The Lord’s power made manifest, that is throned high in heaven! With his just award Sion shall be well content;
still in these times of ours the promise well kept, the full deliverance. Knowledge and wisdom and the fear of the Lord, what treasure like these?

See, where they stand at the gates, the men we sent out to report, hailing us; the messengers we sent to ask for peace, weeping bitterly;
Deserted, the highways, the lanes untravelled; the enemy has broken the truce, making no terms with the cities, not sparing the lives of men;
widowed the countryside and lifeless, Lebanon shrunken and withered, Saron a wilderness, Basan and Carmel quaking with fear.
Now, the Lord says, to bestir myself, now to rise up in arms against them, now to make them feel my power!
A raging fire conceived in the womb, and nothing but stubble brought to the birth; your own impetuous spirit shall be a fire, Gentiles, to devour you;
like ashes in a kiln they shall be left, the alien hordes, bundles of brushwood eaten up by the fire.

Listen then, you that live far off, to the story of my doings; and you, who dwell close to me, learn the lesson of my power.
In Sion itself there be guilty folk that tremble, false hearts full of dismay; who shall survive this devouring flame, the near presence of fires that burn unceasingly?
He only, that follows the path of innocence, tells truth, ill-gotten gain refuses, flings back the bribe; his ears shut to murderous counsels, his eyes from every harmful sight turned away.
On the heights his dwelling shall be, his eyrie among the fastnesses of the rocks, bread shall be his for the asking, water from an unfailing spring.
Those eyes shall look on the king in his royal beauty, have sight of a land whose frontiers are far away.

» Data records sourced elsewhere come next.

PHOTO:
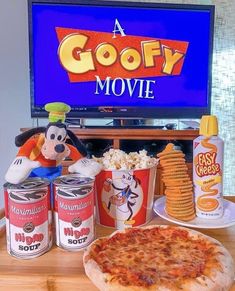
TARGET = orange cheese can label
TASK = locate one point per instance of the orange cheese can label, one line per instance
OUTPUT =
(208, 176)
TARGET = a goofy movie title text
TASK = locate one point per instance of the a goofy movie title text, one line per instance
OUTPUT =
(119, 63)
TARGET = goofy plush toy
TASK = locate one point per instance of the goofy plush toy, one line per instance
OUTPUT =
(43, 149)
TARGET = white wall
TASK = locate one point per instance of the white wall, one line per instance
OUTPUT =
(14, 79)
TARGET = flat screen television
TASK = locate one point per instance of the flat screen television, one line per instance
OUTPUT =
(121, 59)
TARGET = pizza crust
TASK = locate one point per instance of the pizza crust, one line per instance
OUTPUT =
(219, 280)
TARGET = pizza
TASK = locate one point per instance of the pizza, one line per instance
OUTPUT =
(159, 258)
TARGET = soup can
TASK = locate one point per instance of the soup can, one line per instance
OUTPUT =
(28, 218)
(74, 211)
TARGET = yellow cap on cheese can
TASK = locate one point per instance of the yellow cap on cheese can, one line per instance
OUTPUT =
(209, 125)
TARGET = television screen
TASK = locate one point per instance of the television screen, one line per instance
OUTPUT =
(121, 59)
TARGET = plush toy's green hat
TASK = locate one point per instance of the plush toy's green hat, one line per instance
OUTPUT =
(57, 111)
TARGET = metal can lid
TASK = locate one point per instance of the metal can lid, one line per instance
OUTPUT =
(73, 180)
(29, 183)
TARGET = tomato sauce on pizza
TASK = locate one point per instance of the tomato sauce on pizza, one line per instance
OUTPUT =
(156, 257)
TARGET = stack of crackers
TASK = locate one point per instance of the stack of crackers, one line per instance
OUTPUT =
(179, 187)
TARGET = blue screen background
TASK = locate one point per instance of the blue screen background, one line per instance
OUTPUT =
(51, 82)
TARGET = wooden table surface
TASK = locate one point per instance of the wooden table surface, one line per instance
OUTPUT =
(62, 270)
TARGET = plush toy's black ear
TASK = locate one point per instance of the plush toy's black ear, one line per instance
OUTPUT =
(77, 143)
(23, 137)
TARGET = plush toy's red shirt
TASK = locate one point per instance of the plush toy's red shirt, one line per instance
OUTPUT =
(30, 144)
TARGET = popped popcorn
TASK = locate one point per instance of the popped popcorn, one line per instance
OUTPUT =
(116, 159)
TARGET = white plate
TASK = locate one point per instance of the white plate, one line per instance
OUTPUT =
(228, 219)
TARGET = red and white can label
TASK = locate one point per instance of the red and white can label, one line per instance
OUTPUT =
(74, 218)
(27, 222)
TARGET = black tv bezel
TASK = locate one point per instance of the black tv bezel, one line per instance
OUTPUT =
(125, 111)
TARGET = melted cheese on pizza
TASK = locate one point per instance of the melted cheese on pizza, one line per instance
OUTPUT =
(147, 257)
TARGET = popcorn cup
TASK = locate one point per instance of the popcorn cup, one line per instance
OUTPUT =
(124, 198)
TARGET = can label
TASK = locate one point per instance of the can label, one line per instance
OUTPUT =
(28, 222)
(74, 216)
(207, 176)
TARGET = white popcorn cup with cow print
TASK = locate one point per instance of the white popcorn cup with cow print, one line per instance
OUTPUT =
(124, 198)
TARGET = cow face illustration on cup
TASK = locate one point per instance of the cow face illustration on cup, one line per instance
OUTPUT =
(122, 196)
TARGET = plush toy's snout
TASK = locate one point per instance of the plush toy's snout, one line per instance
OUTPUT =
(55, 150)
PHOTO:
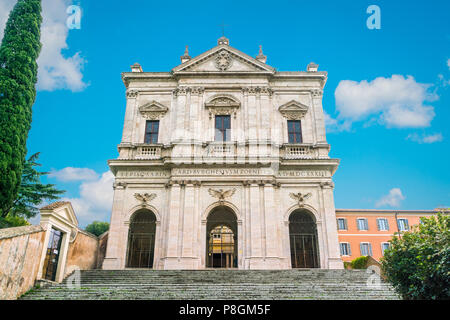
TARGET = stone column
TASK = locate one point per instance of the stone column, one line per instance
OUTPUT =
(273, 239)
(318, 117)
(188, 226)
(255, 239)
(329, 222)
(171, 260)
(129, 116)
(114, 258)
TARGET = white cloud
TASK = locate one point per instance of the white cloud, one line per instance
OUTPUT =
(392, 199)
(95, 200)
(333, 125)
(55, 70)
(74, 174)
(432, 138)
(394, 102)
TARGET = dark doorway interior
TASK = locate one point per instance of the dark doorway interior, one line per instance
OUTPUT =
(141, 240)
(303, 240)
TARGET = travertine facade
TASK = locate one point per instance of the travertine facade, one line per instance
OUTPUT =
(256, 174)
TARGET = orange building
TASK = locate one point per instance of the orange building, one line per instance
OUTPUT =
(367, 232)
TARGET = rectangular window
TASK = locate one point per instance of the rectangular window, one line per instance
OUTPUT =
(345, 249)
(151, 131)
(342, 224)
(362, 224)
(223, 127)
(294, 131)
(382, 224)
(384, 246)
(403, 224)
(366, 249)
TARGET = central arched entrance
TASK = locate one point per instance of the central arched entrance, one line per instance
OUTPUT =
(221, 239)
(303, 240)
(141, 239)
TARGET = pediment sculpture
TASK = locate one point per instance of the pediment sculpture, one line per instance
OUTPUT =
(222, 105)
(221, 194)
(153, 110)
(293, 110)
(300, 197)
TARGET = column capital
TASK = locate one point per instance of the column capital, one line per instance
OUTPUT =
(327, 185)
(119, 185)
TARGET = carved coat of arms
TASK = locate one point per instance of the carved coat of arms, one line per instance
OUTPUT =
(145, 197)
(221, 194)
(300, 197)
(223, 61)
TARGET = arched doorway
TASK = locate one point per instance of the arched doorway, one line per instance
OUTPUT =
(303, 240)
(141, 239)
(221, 239)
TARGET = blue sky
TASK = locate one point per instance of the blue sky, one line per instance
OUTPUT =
(388, 159)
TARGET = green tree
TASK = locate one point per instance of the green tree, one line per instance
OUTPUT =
(418, 262)
(97, 228)
(32, 193)
(18, 75)
(13, 221)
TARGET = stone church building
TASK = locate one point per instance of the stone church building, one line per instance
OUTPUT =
(223, 163)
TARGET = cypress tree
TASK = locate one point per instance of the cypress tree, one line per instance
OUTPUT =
(18, 76)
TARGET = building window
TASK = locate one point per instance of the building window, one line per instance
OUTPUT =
(151, 131)
(294, 131)
(366, 249)
(223, 126)
(345, 249)
(362, 224)
(382, 224)
(342, 224)
(402, 224)
(384, 246)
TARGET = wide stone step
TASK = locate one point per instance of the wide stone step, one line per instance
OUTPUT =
(218, 285)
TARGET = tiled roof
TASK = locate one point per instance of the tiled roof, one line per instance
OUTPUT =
(55, 205)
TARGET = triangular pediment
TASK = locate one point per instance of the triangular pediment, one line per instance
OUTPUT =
(62, 211)
(223, 59)
(153, 110)
(153, 106)
(293, 110)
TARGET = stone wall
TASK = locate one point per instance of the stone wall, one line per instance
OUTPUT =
(102, 243)
(82, 253)
(20, 251)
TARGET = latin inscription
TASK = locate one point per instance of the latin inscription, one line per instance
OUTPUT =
(222, 172)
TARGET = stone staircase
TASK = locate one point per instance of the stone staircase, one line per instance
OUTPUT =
(217, 285)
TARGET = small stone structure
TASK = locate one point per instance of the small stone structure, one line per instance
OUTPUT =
(23, 250)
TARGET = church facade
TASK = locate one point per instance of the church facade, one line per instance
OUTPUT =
(223, 163)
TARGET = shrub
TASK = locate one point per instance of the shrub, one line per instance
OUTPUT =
(359, 263)
(417, 263)
(97, 228)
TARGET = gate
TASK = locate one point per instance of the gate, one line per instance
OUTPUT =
(303, 240)
(141, 240)
(52, 255)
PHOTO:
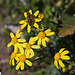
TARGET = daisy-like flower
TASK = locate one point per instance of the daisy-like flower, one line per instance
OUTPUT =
(29, 47)
(23, 58)
(41, 16)
(61, 55)
(13, 57)
(30, 20)
(42, 37)
(15, 41)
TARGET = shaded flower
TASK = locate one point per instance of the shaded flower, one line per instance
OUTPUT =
(42, 37)
(13, 58)
(30, 20)
(61, 55)
(29, 47)
(15, 41)
(23, 58)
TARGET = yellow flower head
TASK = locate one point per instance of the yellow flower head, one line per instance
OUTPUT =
(61, 55)
(12, 58)
(30, 20)
(41, 16)
(15, 40)
(42, 37)
(29, 47)
(22, 59)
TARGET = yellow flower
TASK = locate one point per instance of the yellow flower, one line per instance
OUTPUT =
(23, 58)
(15, 41)
(42, 37)
(13, 56)
(29, 47)
(61, 55)
(41, 16)
(30, 20)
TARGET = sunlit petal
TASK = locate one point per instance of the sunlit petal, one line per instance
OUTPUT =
(36, 25)
(65, 57)
(64, 52)
(36, 13)
(11, 35)
(28, 63)
(35, 46)
(56, 64)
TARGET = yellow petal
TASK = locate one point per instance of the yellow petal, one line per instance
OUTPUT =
(46, 39)
(50, 33)
(31, 40)
(17, 33)
(47, 31)
(61, 64)
(27, 52)
(20, 48)
(35, 46)
(11, 35)
(64, 52)
(13, 62)
(28, 28)
(61, 50)
(9, 44)
(31, 53)
(30, 11)
(22, 65)
(25, 14)
(28, 63)
(35, 38)
(65, 57)
(36, 25)
(37, 20)
(36, 13)
(23, 26)
(22, 22)
(39, 42)
(23, 45)
(43, 43)
(10, 62)
(56, 64)
(21, 40)
(18, 65)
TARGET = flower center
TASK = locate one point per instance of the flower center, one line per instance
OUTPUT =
(22, 58)
(41, 35)
(13, 55)
(57, 56)
(30, 19)
(14, 40)
(28, 46)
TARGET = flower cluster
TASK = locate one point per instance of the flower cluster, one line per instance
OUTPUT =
(23, 50)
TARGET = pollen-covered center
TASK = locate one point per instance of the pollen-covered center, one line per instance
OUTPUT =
(14, 40)
(30, 19)
(41, 35)
(22, 58)
(57, 56)
(28, 46)
(13, 55)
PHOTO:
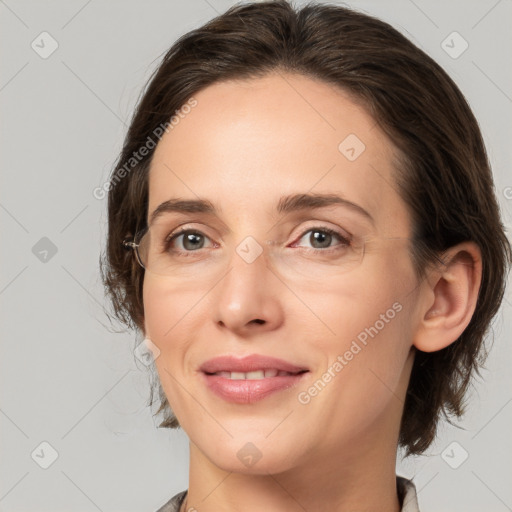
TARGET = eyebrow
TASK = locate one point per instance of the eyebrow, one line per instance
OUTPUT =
(286, 204)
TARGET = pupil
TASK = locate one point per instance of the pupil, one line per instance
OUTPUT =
(191, 238)
(320, 236)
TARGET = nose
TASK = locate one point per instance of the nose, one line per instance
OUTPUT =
(248, 298)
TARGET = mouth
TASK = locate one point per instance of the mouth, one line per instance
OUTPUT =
(249, 379)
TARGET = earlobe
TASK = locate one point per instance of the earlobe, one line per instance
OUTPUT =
(450, 298)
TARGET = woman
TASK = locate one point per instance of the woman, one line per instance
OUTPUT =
(302, 225)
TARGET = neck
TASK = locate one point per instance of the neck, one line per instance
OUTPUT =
(354, 481)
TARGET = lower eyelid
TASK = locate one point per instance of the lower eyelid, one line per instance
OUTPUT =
(343, 239)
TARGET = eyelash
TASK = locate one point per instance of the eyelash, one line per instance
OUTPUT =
(345, 241)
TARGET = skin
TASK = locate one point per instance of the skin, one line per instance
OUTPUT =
(244, 145)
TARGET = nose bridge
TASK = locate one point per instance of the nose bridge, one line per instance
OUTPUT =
(246, 292)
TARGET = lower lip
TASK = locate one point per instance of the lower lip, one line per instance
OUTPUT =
(246, 391)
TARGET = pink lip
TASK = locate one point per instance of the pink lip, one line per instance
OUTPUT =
(246, 391)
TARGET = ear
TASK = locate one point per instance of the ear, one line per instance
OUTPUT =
(449, 297)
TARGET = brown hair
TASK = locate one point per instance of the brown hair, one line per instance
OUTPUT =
(443, 175)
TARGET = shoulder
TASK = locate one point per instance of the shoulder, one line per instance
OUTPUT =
(174, 504)
(407, 494)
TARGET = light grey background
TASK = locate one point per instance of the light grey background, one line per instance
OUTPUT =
(68, 381)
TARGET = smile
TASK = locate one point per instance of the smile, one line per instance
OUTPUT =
(251, 378)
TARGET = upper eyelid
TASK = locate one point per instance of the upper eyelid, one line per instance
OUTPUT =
(343, 234)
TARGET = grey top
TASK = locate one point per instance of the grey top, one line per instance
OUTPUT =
(405, 488)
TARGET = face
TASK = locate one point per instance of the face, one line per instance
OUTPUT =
(284, 327)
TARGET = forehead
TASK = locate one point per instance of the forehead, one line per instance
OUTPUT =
(247, 143)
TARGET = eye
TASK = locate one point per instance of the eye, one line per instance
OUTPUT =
(321, 238)
(192, 240)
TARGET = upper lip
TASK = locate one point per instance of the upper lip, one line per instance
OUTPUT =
(249, 363)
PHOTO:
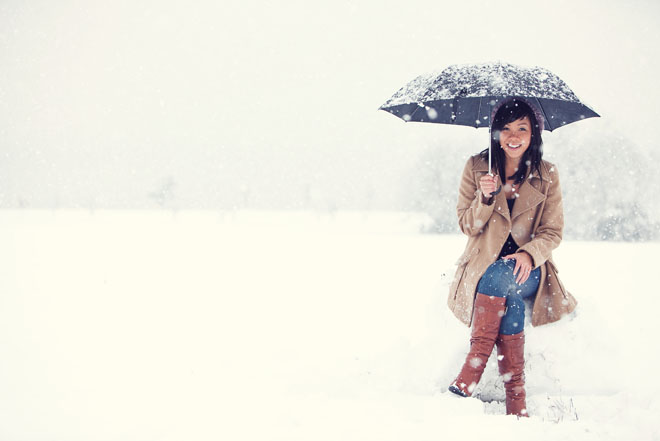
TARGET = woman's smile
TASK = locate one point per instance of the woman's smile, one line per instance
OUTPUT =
(515, 138)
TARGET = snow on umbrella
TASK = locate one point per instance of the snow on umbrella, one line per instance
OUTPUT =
(466, 95)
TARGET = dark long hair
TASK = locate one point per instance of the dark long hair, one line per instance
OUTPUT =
(509, 112)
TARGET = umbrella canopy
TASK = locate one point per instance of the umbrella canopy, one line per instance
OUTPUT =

Of those old fears, how thou wilt recall the memory! Where are they now, the learned men, that could weight each phrase of the law, that taught us like children?
No longer wilt thou see before thee a rebellious people, all profound talk that passes thy comprehension, and no wisdom.
Look around thee at Sion, goal of our pilgrimage, see where Jerusalem lies, an undisturbed dwelling-place; here is tent securely fixed, its pegs immoveable, its ropes never to be broken.
Here, as nowhere else, our Lord reigns in majesty; a place of rivers, of wide, open streams, yet no ship’s oar will disturb it, no huge galleon pass by;
the Lord our judge, the Lord our lawgiver, the Lord our king, will himself be our deliverance.
Now, thy tackle hangs loose and unserviceable, too weak thy mast is to display thy pennon; then, thou wilt have the spoil of many forays to divide, even lame folk shall carry plunder away.
No more shall they cry out on their helpless plight, these, thy fellow citizens; none dwells there now but is assoiled of his guilt.